Time will tell how much San Antonio will show glaring signs of no Green, but there’s downside to his departure, for now. It was done to send Leonard out and receive an All-Star in return, so let’s see if it pays off.
Next: Kyle Anderson
Kyle Anderson became the only restricted free agent to depart from the San Antonio Spurs this summer, but it was on a lucrative four-year, $37.2 million to join the Memphis Grizzlies. It proved too much for the Spurs, who used their cash to re-sign Davis Bertans, Bryn Forbes and sign Dante Cunningham in free agency.
Anderson took over Kawhi Leonard‘s spot in the lineup and produced his best season of his four years, with 7.9 points, 5.4 rebounds, 2.7 assists and 1.6 steals on 52.7 percent shooting. On top of that, he kept up an excellent 101 Defensive Rating, the most accomplished part of his game.
San Antonio will miss Anderson’s defensive versatility, with the ability to guard forwards and even the center in certain situations. He’s not the most mobile player, but is agile enough to keep up with more athletic players of his size.
With the money given, however, Anderson will likely start for the Grizzlies in the 2018-19 season. On the Spurs, that would not be guaranteed, and a high price for a player that broke out, but is not highly regarded on the offensive end.
Instead, the Spurs brought back Rudy Gay and gave Cunningham a minimum deal. Will either player defend like Anderson? Probably not. Gay brings more to the offensive table, though, and Cunningham is a cheap, low-risk deal as a rotation replacement. So, there are downsides to this, but the team avoided paying someone that still has something to prove in the NBA.
Next: Kawhi Leonard
The Kawhi Leonard saga may have picked up near the end of the 2017-18 season, but it began in September 2017, when the San Antonio Spurs officially announced his quadriceps injury. This lasted into December; he played for one month, but subsequently shut down for the rest of the season to rehab and seemingly wait for a five-year, $221 million contract extension.
Well, that never happened. Leonard requested a trade in June and, one month later, went to the Toronto Raptors in the aforementioned multi-player deal.
Obviously, the Spurs were unable to fix their situation with Leonard, who wanted to go to Los Angeles. Clippers or Lakers, that must wait until a mid-season trade or 2019 free agency. So, the organization received what they could for him, in a problematic situation where they had to relinquish a superstar.

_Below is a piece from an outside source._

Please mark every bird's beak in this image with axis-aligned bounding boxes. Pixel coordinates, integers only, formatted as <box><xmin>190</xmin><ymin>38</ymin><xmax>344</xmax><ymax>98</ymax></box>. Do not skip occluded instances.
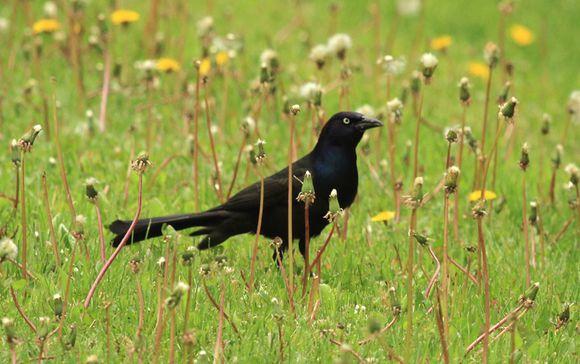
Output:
<box><xmin>356</xmin><ymin>118</ymin><xmax>383</xmax><ymax>131</ymax></box>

What team would not want to keep its top player? Leonard developed into one of the league’s best two-way players before the quad ailment that sidelined him for most of the past season. If he returned, the potential was there for a return to 60 wins.
Changes happen in the NBA; recently, it’s the superstars that are on the move and want to link up where they desire. Toronto was not it for Leonard, but it’s the place, for now, until he receives the chance to go to Southern California.
The Spurs were backed into a corner with their would-be face of the franchise, so it’s difficult to grade this decision. They received capable talent in return, though, if it means anything.
Five players left the Spurs, but the organization’s decisions on these players will resonate until the season starts. Which player did they make the right call on, whether it was in free agency or the trade?